The constitutional right to the compulsory attendance of witnesses is the right to have the force of the judicial process available to secure a witness’ presence. Ark. Const, art. 2, § 10. See Graham v. State, 50 Ark. 161, 6 S.W. 721 (1889). Doles cites Arkansas cases where the State agreed to admit the truth of the facts in affidavits in order to avoid delays. See, e.g., McCarthy v. State, supra; Graham v. State, supra. See also Ark. Stat. Ann. § 27-1403 (Repl. 1979). That principle cannot be distorted to compel the State to admit facts favorable to the defense’s theory where a defense witness is unavailable. Doles had the force of the judicial process available to him and that is all the constitution requires.

Affirmed.

Purtle, J., dissents.

John I. Purtle, Justice,

dissenting. I do not know whether Barney Lee Doles is guilty or not. Given only the evidence presented to the jury I probably would concur in their judgment. However, the problem is that the trial court refused to allow a statement of an eye-witness to the *303homicide to be considered by the jury. The statement was taken by police officers while they were investigating this incident. Mary Lisa Dean, who was the decedent’s roommate at the time of the homicide, gave a statement which was very exculpatory to the appellant. In her statement she said: “Barney was already in the house and I assumed the door was locked,”; “I heard Mr. Doles tell Sonny not to come any further.”; “The whole time he was begging Sonny to go home and leave him alone.”; “... Sonny kept walking in the house and looked at me and said, ‘I don’t give a damn.’”; “Sonny turned around and groaned at me and j ust fell on the stairs. ’ ’ I quote only small segments of the statement but one can readily see the effect it could have had on the jury. It should have been admitted pursuant to Uniform Rules of Evidence, Rule 804. This rule exempts certain hearsay testimony from exclusion under Uniform Rules of Evidence, Rule 802 (the hearsay rule). It is my opinion that the statement was admissible under Rule 804 (b) 5. It was evidence of a material fact; it was more probative than any evidence the appellant could procure through reasonable efforts; and I think that it tended to further the interest of justice and should have been admitted into evidence. Furthermore, the statement was taken by police officers during their investigation of the shooting and thus should be considered as having “equivalent circumstantial guarantees of trustworthiness” as required under this rule.

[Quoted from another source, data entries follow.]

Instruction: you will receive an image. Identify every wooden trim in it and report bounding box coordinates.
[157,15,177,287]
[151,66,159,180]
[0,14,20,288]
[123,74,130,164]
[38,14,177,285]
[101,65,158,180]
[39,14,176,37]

It is undisputed that both the appellant and the state made reasonable and sincere efforts to locate the witness. It is probable she was or is in Canada. In any event she was unavailable to testify in this case. In fact it was stipulated that she was unavailable for this trial. I would not have granted a continuance but would have admitted the statement under the belief that the interests of justice would be best served by admission of the statement into evidence. In my opinion it was prejudicial error to refuse to allow the statement to be considered by the jury.